The review highlights the crucial role of infant diet in shaping the oral microbiome. Breast milk, for instance, exerts a profound influence on its development. Babies who are breastfed exhibit distinctive microbiomes compared to those who are formula-fed. These differences emerge within days of birth. Breastfed infants tend to have higher levels of Streptococcus, Neisseria, and Actinobacillus, while formula-fed babies display higher proportions of Haemophilus, Veillonella, and Weeksellaceae. Notably, the microbiomes of formula-fed infants are more species-rich.

Furthermore, antimicrobial proteins such as lactoferrin, lysozyme, and secretory immunoglobulin A (slgA) found in breast milk play a vital role in shielding infants from various diseases. Their impact extends to the oral microbiome, where they provide protection against bacterial, viral, and fungal infections. Notably, the concentration of these antimicrobial proteins tends to decrease as infants transition from early breast milk to mature breast milk.

The duration of breastfeeding can also influence the oral microbiome, with infants breastfed for longer periods showing reduced levels of Porphyromonas, a bacterium associated with gingivitis and tooth loss. As infants are introduced to soild foods, their oral microbiome undergo significant changes, becoming more diverse, marked by reduced Streptococcus mitis and increased levels of Germella, Veillonella, and Fusobacterium.

Infant Dental and Respiratory Health

Beyond their diet, several other factors come into play in shaping the infant’s oral microbiome. The emergence of teeth, typically around six months of age, offers a new habitat for bacteria, with numerous species colonizing the mouth during this phase. As children lose their primary teeth and begin to grow permanent ones, the oral microbiome continues to mature. There exists a complex interplay between tooth decay and the oral microbiome, with each reciprocally affecting the other.

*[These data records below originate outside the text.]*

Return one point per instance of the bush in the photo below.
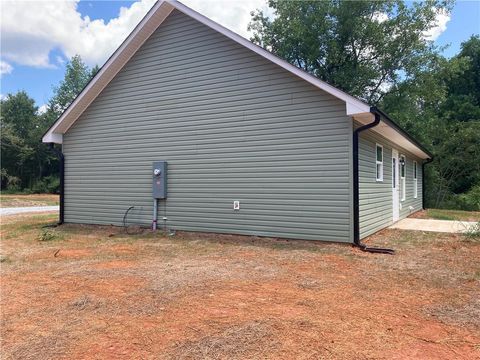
(49, 184)
(47, 235)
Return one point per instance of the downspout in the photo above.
(61, 158)
(356, 189)
(423, 180)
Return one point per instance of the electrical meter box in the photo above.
(159, 181)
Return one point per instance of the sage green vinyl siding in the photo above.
(376, 204)
(232, 126)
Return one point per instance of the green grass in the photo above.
(24, 200)
(457, 215)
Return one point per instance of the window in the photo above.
(379, 162)
(415, 183)
(402, 175)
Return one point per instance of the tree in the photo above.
(26, 162)
(361, 47)
(18, 121)
(77, 75)
(439, 107)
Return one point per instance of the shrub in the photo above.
(49, 184)
(47, 235)
(472, 232)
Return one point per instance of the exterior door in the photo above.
(395, 187)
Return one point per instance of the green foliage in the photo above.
(47, 234)
(440, 107)
(27, 164)
(77, 75)
(361, 47)
(472, 232)
(49, 184)
(376, 50)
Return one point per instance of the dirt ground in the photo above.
(441, 214)
(87, 292)
(23, 200)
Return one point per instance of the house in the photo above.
(254, 145)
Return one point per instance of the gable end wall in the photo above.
(232, 126)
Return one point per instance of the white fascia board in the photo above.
(353, 105)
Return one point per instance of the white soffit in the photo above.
(141, 33)
(393, 135)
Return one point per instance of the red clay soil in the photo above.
(197, 296)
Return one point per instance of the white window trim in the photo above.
(402, 178)
(379, 179)
(415, 180)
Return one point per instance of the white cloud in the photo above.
(32, 29)
(380, 17)
(5, 68)
(441, 20)
(42, 109)
(234, 15)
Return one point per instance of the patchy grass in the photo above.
(23, 200)
(441, 214)
(95, 292)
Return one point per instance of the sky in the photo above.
(38, 37)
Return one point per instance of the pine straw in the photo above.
(249, 340)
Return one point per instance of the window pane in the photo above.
(394, 173)
(379, 171)
(379, 153)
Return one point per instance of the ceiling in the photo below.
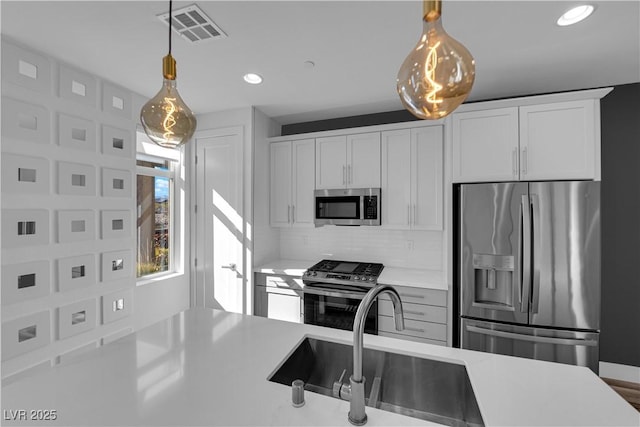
(357, 48)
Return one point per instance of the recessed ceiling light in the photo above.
(252, 78)
(575, 15)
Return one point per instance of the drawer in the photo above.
(425, 313)
(414, 328)
(410, 338)
(413, 295)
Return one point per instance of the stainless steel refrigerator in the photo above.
(529, 270)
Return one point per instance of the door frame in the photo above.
(197, 288)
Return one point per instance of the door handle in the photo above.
(526, 254)
(532, 338)
(231, 267)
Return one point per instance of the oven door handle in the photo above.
(334, 293)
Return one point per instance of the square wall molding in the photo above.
(77, 86)
(116, 265)
(116, 183)
(25, 227)
(116, 224)
(76, 272)
(76, 318)
(76, 179)
(25, 281)
(76, 226)
(117, 305)
(25, 122)
(24, 174)
(20, 336)
(117, 142)
(116, 100)
(76, 133)
(25, 68)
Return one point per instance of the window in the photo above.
(156, 207)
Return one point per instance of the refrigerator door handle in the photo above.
(535, 299)
(525, 259)
(532, 338)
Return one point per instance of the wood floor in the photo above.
(628, 390)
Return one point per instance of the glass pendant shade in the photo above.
(438, 74)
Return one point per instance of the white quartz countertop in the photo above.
(206, 367)
(413, 277)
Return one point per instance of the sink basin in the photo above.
(428, 389)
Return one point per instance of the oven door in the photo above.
(336, 308)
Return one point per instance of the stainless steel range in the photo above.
(333, 290)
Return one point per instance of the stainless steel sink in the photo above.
(422, 388)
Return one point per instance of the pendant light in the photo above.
(166, 119)
(437, 75)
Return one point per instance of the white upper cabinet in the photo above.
(348, 161)
(485, 145)
(292, 183)
(558, 141)
(412, 178)
(551, 141)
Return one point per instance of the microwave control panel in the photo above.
(370, 207)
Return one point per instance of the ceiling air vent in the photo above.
(193, 24)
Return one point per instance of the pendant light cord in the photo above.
(170, 22)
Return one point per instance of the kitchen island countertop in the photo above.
(208, 367)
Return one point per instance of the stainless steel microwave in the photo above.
(347, 206)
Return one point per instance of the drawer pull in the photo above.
(417, 313)
(412, 296)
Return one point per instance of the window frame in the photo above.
(148, 151)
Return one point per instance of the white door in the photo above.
(363, 160)
(331, 162)
(396, 178)
(220, 233)
(485, 145)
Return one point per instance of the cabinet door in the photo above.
(485, 145)
(303, 182)
(280, 184)
(426, 178)
(363, 160)
(396, 178)
(331, 162)
(558, 141)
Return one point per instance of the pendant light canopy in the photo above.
(166, 119)
(437, 75)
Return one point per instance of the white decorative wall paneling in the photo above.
(76, 272)
(25, 121)
(77, 86)
(25, 174)
(76, 226)
(76, 318)
(117, 142)
(24, 227)
(26, 69)
(116, 224)
(76, 179)
(25, 334)
(116, 265)
(25, 281)
(117, 305)
(116, 183)
(116, 100)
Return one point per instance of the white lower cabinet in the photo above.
(278, 297)
(425, 315)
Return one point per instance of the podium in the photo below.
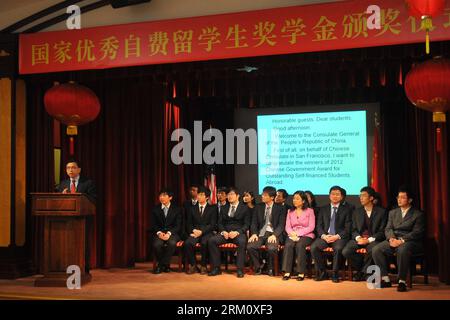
(65, 219)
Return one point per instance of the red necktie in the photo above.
(73, 188)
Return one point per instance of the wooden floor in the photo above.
(139, 283)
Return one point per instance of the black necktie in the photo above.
(233, 211)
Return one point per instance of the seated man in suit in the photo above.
(368, 223)
(201, 222)
(77, 183)
(266, 229)
(188, 204)
(404, 233)
(233, 223)
(333, 229)
(165, 228)
(281, 199)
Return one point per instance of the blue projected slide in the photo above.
(313, 151)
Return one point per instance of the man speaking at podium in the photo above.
(77, 183)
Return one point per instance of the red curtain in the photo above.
(127, 149)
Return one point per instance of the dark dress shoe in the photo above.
(215, 272)
(157, 270)
(321, 276)
(335, 278)
(191, 270)
(203, 270)
(401, 287)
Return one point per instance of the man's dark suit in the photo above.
(207, 223)
(172, 223)
(187, 207)
(343, 222)
(278, 221)
(240, 223)
(411, 229)
(85, 186)
(378, 220)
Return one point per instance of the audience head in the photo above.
(233, 195)
(366, 196)
(300, 200)
(203, 194)
(268, 195)
(73, 169)
(311, 199)
(222, 194)
(193, 191)
(281, 196)
(405, 197)
(336, 195)
(249, 198)
(165, 196)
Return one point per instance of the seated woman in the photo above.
(300, 224)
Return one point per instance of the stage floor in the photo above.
(139, 283)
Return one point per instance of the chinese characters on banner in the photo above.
(297, 29)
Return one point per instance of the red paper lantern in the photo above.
(73, 105)
(425, 10)
(427, 85)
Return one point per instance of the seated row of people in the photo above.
(336, 225)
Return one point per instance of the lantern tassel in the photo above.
(427, 24)
(71, 146)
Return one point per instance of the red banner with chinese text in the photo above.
(330, 26)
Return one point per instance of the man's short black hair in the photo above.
(370, 191)
(166, 191)
(283, 192)
(204, 190)
(271, 191)
(222, 189)
(334, 188)
(74, 161)
(344, 193)
(235, 190)
(407, 190)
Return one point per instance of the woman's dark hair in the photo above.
(253, 202)
(302, 195)
(313, 202)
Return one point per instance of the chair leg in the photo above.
(180, 260)
(275, 262)
(425, 271)
(350, 271)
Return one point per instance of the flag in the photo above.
(210, 183)
(378, 181)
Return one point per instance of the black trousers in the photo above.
(297, 249)
(253, 249)
(189, 248)
(164, 250)
(404, 252)
(319, 256)
(214, 251)
(359, 261)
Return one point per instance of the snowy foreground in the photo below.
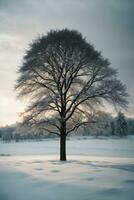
(97, 169)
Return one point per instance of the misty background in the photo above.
(108, 25)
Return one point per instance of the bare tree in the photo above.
(65, 78)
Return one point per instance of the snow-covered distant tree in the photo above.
(121, 125)
(64, 78)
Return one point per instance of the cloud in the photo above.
(108, 25)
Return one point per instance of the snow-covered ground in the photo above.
(97, 169)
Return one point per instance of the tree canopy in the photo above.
(65, 79)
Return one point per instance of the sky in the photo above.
(106, 24)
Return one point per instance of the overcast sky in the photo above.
(107, 24)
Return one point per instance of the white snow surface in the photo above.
(96, 169)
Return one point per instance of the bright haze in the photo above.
(108, 25)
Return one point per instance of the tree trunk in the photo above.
(63, 142)
(63, 148)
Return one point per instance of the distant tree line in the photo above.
(104, 125)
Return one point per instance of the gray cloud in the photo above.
(108, 25)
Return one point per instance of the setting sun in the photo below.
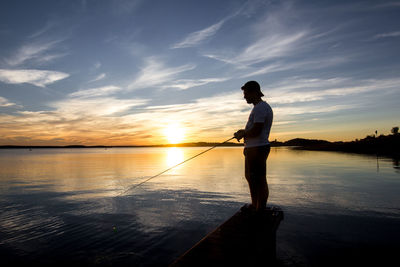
(174, 133)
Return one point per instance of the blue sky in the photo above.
(121, 72)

Additionally, bacteria such as Haemophilus and Pseudomonas have the potential to migrate from an infant’s respiratory tract to the oral cavity during activities like breathing and coughing. This transfer may pose health risks to the child, potentially leading to conditions such as influenza and pneumonia. Antibiotics, like amoxicillin, can disrupt the oral microbiome. Although some recovery occurs within three weeks, the long-term impact of antibiotic use on the oral microbiome remains a subject of concern.

In conclusion, the review offers valuable insights into the intricate development of the infant’s oral microbiome and highlights several crucial areas for future research. It underscores the need for comprehensive longitudinal studies that gather detailed data on nutrition, teething, and overall health throughout childhood. Additionally, advanced sequencing techniques should be employed to differentiate between various Streptococcus species, as they may have distinct effects on human health.

Furthermore, the review emphasizes the significant research gap about the influence of antimicrobial proteins in human milk on the oral microbiome. Ultimately, a deeper understanding of the oral microbiome’s formation is a pivotal step towards devising strategies that support the health of infants and ensure their oral and systemic well-being throughout their lives.